Humans respond to pain. Of course there’s physical pain, such as a headache or a stubbed toe or a broken arm, but that’s not what I’m referring to. I mean the pain that comes from not being satisfied with how things are going in your life: personally, professionally, or both.
I term this Intended Result (IR) pain. IR pain is a little clumsy as a term, I realize, but the point is that we experience pain and frustration because we are not able to achieve the results that we want. IR pain is often rooted in displeasure with your career path, job performance, job security, or your financial situation; unsatisfactory relationships, poor business results, or generally feeling stuck and overwhelmed…seemingly without time to break the cycle, change your behavior and achieve better results.
But IR pain, like physical pain, has an interesting aspect to it: tolerance. We all have different levels of what we will put up with before we do something about it. As the pain increases and nears our point of maximum tolerance, our urgency increases, as does our stress and frustration. But why do we endure this high level of pain? Will people think you’re weak if you cry "uncle"? Are you too proud to stop and admit there’s a better way? So, is there a benefit to having a high threshold for IR pain? My friend and fellow business coach, Jerry Fons in Indiana, says that people will make a change because they are in pain and want to get rid of it, or because they see pain down the road and want to avoid it.
So what is causing you IR pain?

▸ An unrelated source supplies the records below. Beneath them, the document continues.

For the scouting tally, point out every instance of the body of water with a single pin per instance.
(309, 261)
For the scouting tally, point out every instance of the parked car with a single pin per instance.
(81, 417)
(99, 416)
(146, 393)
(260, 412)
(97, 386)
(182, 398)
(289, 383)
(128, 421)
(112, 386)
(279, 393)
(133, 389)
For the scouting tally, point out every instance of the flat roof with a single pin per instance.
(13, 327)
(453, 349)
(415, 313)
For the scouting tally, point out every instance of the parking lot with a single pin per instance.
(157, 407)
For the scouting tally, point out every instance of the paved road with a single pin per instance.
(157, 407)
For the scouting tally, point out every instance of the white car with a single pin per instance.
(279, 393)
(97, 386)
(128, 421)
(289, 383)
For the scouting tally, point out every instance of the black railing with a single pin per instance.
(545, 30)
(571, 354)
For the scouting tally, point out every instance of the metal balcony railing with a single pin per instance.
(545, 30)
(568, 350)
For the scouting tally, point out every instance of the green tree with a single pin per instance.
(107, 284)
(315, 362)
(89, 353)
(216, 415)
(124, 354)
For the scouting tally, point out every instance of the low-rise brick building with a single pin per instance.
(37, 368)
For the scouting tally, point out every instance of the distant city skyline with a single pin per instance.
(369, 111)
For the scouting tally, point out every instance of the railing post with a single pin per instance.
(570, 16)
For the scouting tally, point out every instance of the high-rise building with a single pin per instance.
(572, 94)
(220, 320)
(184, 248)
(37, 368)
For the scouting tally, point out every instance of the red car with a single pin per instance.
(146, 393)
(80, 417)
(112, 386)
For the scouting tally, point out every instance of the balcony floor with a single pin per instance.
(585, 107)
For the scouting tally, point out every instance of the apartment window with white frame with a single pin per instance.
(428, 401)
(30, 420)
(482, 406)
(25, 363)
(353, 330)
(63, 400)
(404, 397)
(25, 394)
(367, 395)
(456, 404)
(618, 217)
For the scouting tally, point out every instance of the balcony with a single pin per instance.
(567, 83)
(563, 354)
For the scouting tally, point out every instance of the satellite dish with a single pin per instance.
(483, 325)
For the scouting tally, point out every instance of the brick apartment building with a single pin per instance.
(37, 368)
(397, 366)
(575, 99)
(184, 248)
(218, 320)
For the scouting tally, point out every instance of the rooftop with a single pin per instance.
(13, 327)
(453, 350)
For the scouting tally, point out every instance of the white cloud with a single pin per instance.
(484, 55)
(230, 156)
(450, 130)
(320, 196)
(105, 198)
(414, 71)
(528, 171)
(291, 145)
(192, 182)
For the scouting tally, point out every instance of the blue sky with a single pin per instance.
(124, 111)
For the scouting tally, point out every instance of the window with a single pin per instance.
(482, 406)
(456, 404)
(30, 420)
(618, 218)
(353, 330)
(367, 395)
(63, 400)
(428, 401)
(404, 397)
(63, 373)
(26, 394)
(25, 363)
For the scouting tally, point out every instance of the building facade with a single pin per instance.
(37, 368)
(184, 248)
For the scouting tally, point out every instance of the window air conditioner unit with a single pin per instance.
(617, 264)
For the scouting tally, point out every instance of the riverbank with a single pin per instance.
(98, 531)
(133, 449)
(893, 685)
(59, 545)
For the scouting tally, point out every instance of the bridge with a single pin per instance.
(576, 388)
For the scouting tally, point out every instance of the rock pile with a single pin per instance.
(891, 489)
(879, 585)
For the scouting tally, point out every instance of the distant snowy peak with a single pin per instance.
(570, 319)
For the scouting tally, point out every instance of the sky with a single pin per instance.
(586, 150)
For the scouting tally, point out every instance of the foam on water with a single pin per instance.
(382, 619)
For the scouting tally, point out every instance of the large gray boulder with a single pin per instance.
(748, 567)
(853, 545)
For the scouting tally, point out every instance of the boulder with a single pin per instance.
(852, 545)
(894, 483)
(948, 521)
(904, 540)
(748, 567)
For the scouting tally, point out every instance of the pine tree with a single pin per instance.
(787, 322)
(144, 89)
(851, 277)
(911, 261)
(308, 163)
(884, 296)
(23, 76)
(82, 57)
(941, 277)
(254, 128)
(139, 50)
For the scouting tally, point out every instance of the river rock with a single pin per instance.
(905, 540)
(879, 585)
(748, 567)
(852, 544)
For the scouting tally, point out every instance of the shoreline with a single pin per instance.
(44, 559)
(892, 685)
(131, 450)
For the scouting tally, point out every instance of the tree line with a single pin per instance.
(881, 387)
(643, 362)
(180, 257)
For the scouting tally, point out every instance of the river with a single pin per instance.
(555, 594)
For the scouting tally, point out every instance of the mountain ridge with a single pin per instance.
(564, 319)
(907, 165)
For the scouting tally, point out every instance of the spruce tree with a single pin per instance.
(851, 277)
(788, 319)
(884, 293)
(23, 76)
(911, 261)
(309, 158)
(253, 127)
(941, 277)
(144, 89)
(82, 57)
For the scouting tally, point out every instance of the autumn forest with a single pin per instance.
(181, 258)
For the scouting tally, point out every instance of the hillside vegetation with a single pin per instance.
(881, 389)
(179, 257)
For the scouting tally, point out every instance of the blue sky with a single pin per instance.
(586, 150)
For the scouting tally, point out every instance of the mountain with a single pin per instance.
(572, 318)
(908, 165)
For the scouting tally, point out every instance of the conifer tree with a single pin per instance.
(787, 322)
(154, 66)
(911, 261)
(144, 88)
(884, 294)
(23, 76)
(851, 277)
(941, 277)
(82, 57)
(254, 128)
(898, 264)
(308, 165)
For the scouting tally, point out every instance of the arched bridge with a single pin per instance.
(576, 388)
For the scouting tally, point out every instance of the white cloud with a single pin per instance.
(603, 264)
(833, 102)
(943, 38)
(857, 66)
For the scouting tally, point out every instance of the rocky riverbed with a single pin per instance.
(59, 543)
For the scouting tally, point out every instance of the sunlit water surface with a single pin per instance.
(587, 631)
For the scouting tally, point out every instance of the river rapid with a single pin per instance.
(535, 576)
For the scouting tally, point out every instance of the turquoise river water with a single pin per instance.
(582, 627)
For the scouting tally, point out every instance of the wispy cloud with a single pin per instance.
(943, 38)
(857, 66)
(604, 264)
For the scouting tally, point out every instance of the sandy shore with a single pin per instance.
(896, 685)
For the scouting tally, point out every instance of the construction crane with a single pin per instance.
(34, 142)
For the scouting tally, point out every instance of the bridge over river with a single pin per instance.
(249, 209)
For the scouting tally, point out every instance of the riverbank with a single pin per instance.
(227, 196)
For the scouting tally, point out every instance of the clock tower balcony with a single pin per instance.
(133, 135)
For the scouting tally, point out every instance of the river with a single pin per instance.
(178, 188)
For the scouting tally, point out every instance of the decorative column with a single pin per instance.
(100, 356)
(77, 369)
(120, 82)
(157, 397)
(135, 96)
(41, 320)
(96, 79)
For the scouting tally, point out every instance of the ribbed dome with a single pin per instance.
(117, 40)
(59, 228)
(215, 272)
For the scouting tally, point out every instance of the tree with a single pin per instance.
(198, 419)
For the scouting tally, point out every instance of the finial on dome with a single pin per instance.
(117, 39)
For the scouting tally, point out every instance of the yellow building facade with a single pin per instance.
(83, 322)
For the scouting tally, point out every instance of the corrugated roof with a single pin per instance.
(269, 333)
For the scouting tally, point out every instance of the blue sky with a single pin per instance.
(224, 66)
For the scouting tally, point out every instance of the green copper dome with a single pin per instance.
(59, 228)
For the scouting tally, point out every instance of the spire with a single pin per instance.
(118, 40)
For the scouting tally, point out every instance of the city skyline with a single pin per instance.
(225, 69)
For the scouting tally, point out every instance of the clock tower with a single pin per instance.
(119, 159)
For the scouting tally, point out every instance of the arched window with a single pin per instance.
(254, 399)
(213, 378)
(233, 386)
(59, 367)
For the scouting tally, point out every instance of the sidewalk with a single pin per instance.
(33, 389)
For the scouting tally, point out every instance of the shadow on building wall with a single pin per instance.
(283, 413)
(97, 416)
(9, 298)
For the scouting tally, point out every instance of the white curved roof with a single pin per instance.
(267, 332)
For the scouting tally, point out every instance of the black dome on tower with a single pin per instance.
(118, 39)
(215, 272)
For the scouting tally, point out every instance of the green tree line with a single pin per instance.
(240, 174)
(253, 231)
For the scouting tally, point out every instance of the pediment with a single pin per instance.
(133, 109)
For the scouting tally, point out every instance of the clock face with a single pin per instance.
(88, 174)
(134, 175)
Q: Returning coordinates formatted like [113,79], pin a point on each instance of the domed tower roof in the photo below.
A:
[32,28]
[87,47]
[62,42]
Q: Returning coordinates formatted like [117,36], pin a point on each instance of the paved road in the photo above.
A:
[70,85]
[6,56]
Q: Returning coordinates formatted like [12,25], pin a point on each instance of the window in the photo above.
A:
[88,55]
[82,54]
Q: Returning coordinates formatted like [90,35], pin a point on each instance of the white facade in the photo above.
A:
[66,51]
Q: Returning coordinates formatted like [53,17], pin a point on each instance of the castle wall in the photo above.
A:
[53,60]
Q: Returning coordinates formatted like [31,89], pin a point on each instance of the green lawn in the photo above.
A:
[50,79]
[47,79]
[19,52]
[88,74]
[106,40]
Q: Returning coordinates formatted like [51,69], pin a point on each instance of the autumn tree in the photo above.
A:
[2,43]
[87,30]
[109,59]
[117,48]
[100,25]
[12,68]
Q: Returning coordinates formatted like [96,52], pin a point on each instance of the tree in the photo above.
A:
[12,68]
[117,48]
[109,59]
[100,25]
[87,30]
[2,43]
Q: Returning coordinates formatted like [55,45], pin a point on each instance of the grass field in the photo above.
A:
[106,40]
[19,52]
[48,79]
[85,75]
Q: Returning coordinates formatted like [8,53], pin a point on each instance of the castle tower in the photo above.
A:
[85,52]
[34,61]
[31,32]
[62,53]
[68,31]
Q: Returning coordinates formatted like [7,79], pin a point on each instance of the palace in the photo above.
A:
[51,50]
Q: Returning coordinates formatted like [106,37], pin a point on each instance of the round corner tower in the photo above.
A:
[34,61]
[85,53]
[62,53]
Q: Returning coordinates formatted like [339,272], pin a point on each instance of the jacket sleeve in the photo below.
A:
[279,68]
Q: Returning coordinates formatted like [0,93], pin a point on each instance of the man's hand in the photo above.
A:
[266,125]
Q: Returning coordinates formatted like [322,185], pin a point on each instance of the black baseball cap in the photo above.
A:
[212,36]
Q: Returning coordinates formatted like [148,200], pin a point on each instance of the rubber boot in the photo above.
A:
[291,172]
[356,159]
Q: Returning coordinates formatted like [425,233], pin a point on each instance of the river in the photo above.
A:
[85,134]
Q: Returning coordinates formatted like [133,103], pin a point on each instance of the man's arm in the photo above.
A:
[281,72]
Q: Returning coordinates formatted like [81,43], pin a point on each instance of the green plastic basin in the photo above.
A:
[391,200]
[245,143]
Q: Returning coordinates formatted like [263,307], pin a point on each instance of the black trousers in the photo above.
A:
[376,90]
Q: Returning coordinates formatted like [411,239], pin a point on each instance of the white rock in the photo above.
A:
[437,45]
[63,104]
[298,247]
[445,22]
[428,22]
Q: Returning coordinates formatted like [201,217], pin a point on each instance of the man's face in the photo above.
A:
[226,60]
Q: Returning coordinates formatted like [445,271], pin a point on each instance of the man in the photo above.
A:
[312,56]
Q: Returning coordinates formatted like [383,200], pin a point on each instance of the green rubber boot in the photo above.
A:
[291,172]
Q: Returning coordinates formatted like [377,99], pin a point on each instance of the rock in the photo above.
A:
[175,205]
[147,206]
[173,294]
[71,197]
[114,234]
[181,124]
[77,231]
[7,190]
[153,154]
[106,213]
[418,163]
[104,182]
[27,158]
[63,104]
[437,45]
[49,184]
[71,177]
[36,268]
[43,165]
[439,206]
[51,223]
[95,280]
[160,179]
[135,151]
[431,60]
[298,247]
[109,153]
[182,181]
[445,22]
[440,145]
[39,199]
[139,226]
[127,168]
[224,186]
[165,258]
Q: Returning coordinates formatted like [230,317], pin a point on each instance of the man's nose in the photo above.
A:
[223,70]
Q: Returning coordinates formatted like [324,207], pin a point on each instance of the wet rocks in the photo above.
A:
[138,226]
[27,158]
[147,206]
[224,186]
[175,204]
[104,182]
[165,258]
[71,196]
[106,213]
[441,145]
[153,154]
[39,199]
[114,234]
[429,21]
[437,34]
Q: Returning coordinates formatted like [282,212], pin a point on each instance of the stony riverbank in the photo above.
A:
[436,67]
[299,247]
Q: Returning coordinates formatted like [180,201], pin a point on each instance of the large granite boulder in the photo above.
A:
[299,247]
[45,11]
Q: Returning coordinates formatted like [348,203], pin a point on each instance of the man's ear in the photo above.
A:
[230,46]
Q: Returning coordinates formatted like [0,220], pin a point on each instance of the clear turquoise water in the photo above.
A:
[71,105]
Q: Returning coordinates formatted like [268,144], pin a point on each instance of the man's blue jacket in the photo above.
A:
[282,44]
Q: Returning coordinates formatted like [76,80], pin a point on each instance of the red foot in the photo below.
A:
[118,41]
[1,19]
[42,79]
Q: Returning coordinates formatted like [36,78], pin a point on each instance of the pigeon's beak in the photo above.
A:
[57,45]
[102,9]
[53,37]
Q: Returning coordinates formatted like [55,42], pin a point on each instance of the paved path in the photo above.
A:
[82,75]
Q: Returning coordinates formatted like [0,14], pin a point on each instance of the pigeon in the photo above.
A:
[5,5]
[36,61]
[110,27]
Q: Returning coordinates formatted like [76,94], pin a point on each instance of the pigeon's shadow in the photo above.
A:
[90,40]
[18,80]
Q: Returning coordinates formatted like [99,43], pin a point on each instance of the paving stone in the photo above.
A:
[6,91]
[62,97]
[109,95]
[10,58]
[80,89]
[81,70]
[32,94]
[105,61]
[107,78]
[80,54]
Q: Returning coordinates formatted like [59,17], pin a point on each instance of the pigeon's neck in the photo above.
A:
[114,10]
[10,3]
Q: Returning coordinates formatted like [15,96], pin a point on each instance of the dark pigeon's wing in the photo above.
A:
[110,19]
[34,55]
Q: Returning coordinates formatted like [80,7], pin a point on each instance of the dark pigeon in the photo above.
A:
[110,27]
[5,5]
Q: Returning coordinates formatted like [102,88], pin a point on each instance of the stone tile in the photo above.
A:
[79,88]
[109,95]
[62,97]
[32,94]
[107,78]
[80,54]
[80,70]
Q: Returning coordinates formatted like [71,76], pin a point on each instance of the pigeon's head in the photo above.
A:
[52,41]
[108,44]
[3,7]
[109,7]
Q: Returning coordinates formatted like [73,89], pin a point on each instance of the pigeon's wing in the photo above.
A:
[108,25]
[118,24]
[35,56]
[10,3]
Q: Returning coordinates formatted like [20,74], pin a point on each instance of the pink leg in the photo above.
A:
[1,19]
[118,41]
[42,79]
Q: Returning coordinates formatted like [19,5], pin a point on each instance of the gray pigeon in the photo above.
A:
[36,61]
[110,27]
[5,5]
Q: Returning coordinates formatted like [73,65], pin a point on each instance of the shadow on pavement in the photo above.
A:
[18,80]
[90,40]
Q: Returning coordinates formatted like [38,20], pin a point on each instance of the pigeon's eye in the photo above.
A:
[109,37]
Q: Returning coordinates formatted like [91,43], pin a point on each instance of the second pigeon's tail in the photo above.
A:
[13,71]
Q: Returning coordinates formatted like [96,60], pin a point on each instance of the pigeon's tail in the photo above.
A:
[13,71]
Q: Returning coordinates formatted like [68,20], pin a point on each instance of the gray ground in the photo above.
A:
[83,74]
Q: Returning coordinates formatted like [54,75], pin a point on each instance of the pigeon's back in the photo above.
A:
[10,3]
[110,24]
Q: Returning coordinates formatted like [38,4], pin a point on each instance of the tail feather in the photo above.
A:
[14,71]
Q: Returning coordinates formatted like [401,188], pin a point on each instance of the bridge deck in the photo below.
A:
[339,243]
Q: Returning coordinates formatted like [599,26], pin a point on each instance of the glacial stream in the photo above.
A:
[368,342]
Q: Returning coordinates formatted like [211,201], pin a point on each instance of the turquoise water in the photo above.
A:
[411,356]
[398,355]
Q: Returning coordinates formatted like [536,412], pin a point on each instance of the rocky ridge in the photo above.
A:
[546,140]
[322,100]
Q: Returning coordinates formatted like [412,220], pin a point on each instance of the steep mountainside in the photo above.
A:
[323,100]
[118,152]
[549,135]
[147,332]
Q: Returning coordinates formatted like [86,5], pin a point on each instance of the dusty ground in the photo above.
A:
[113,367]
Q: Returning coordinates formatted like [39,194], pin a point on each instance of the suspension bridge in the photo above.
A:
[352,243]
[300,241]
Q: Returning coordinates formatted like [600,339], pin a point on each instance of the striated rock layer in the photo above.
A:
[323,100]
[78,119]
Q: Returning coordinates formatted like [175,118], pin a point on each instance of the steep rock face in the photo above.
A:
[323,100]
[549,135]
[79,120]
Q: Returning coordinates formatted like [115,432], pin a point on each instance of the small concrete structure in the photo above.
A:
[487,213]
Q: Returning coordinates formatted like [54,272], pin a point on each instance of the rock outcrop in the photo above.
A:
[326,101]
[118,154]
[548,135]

What’s not going well? What results are you striving for but not achieving? And how much pain are you willing to endure before you finally begin to behave differently and make a change? A change that may be difficult and uncomfortable, but is the right thing to do. Leo Damkroger said, "You can change without improving, but you can’t improve without changing." So what are you waiting for? Lower your threshold for pain and initiate the change that will push you quicker and further toward your personal and professional goals.